Video: Muslim women and children killed, raped and burned in Myanmar state violence campaign

Video: Muslim women and children killed, raped and burned in Myanmar state violence campaign
The New Arab has seen a series of videos of civilians killed and villages burned in Myanmar's Muslim-majority state, allegedly at the hands of the country's armed forces.
2 min read
31 August, 2017
Graphic eyewitness footage has emerged of Rohingya Muslims allegedly killed while fleeing state violence in Myanmar's northern Rakhine state.

A series of videos show villages being burned as well as bodies of dead children and old women, allegedly killed by Myanmar armed forces.

"Everything has been burned to ashes by now," one eyewitness told Human Rights Watch (HRW), adding that security forces had shot civilians as they ran away.

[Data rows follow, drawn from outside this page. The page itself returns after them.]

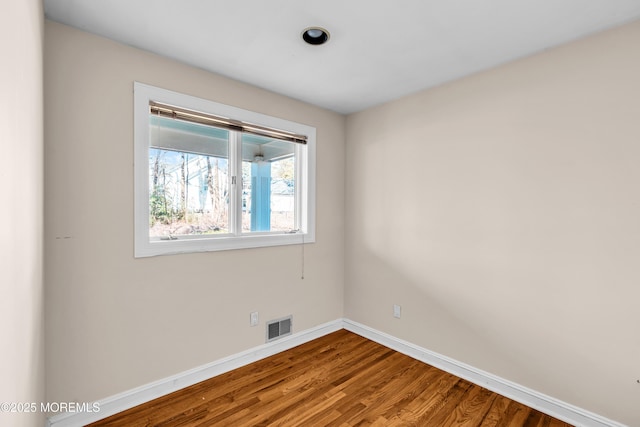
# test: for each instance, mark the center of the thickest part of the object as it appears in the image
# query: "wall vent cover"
(279, 328)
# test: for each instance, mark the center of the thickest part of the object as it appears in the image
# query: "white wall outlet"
(397, 311)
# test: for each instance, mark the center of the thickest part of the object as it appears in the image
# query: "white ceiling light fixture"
(315, 35)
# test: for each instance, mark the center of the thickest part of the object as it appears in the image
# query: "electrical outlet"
(397, 311)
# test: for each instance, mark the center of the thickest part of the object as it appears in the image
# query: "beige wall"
(21, 290)
(502, 212)
(115, 322)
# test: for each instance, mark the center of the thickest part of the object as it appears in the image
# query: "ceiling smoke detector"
(315, 35)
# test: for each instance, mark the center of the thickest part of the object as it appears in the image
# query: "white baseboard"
(546, 404)
(127, 400)
(123, 401)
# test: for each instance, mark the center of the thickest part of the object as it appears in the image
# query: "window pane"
(268, 184)
(188, 179)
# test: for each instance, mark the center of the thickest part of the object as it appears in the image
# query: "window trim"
(144, 247)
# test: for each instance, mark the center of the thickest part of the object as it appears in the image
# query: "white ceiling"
(378, 51)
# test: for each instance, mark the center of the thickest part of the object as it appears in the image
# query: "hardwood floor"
(341, 380)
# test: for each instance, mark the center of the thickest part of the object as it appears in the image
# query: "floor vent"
(278, 328)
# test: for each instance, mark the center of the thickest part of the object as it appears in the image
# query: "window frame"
(146, 247)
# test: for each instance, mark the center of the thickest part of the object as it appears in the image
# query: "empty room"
(342, 213)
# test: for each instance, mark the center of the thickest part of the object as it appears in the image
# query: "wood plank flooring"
(341, 380)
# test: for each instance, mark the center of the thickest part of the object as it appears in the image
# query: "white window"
(213, 177)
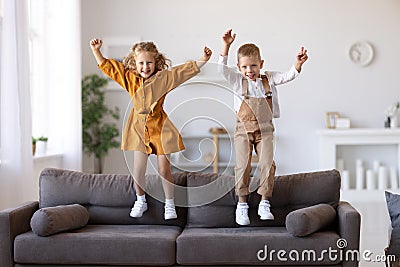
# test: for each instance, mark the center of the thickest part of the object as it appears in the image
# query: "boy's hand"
(206, 54)
(302, 55)
(96, 44)
(228, 37)
(301, 58)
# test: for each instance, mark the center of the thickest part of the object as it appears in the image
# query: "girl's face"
(145, 64)
(250, 67)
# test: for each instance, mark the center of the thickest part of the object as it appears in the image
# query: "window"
(38, 83)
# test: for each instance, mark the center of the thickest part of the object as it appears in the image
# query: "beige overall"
(254, 128)
(148, 128)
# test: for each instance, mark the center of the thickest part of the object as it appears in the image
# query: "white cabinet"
(372, 147)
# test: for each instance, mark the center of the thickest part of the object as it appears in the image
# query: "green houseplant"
(98, 134)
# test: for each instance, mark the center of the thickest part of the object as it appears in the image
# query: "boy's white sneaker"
(170, 213)
(242, 214)
(264, 210)
(138, 209)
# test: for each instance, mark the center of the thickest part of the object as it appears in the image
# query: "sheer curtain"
(16, 179)
(60, 85)
(56, 59)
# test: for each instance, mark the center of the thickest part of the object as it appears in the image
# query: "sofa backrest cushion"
(109, 197)
(291, 192)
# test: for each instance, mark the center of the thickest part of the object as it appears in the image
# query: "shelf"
(370, 146)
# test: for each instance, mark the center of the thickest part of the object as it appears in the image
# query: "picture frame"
(117, 48)
(331, 118)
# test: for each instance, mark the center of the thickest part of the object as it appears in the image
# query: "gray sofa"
(205, 232)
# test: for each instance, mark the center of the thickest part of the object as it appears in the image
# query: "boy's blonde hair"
(249, 50)
(161, 61)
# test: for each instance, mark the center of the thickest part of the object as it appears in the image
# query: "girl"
(145, 75)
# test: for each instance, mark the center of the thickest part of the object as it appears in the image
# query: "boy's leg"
(243, 151)
(164, 170)
(139, 172)
(264, 149)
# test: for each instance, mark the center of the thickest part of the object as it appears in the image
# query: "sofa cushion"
(393, 205)
(305, 221)
(394, 243)
(100, 245)
(109, 197)
(51, 220)
(247, 246)
(212, 199)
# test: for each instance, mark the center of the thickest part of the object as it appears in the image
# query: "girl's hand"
(302, 56)
(228, 37)
(206, 54)
(96, 44)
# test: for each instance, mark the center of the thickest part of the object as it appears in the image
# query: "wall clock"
(361, 53)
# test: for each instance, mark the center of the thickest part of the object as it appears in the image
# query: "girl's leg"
(139, 172)
(164, 170)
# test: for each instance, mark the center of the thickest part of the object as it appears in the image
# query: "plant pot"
(41, 147)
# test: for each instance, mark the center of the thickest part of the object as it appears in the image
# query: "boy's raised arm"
(227, 40)
(205, 57)
(301, 58)
(95, 44)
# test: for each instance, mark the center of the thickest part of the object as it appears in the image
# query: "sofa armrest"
(349, 221)
(14, 221)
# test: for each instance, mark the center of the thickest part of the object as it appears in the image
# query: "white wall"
(329, 81)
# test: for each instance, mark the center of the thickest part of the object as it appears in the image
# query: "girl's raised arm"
(95, 44)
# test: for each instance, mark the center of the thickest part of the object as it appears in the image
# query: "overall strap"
(245, 88)
(268, 93)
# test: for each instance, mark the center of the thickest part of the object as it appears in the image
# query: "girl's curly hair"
(161, 61)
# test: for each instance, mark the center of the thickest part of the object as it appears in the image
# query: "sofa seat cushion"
(101, 244)
(212, 199)
(110, 197)
(255, 246)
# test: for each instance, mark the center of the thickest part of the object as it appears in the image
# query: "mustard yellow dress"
(148, 128)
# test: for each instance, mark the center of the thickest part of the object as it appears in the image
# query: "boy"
(255, 103)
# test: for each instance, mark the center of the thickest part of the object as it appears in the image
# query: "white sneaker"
(242, 215)
(264, 211)
(170, 213)
(138, 209)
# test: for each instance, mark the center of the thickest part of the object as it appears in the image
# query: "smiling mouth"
(251, 76)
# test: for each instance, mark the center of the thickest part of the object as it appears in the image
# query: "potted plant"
(41, 145)
(98, 134)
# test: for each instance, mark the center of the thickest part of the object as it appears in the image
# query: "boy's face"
(250, 67)
(145, 64)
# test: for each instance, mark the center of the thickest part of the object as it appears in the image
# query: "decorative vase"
(393, 122)
(41, 147)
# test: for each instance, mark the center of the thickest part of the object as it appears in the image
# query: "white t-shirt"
(255, 88)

HRW reports that widespread arson attacks in Rakhine appear to resemble the scale of previous state violence campaigns in 2012 and 2016.

In one extremely graphic YouTube video, 12 young children and four elderly ladies, all dead, are laid out on the ground. According to the cameraman, they were all allegedly killed after a government gunboat attacked their vessel as it was crossing a river.

Myanmar state media denies the allegations of army atrocities, reporting that civilians had been advised to flee a spate of arson attacks across the state.

In another series of videos, a number of bloated burnt out corpses are shown as they lie mutilated on the ground.

A February report by the UN's human rights agency found evidence of frequent human rights atrocities by the Myanmar armed forces, including extrajudicial executions, gang rape, torture and "inhuman" punishment.

The report concludes that religious discrimination and persecution is "endemic" throughout the state.

"The Burmese government has repeatedly shown that it has neither the interest nor the skill to credibly and impartially investigate abuses in Rakhine State," said Phil Robertson, deputy director of HRW's Asia division.

Thousands of Rohingya Muslims have fled Myanmar since the country's military sent hundreds of new troops to Rakhine state earlier this month.

Rangoon has restricted aid workers and UN investigators from gaining access to the state and enforced a media blackout, in order to limit exposure of the army's actions.

Most Rohingya are denied citizenship and other rights the country's Buddhist majority enjoy, living in abject poverty with little access to aid.

A recent report, submitted to the UN, found that the Muslim population in Rakhine constituted the "single biggest stateless community in the world".

"Some ten percent of the world's stateless people live in Myanmar," the report said.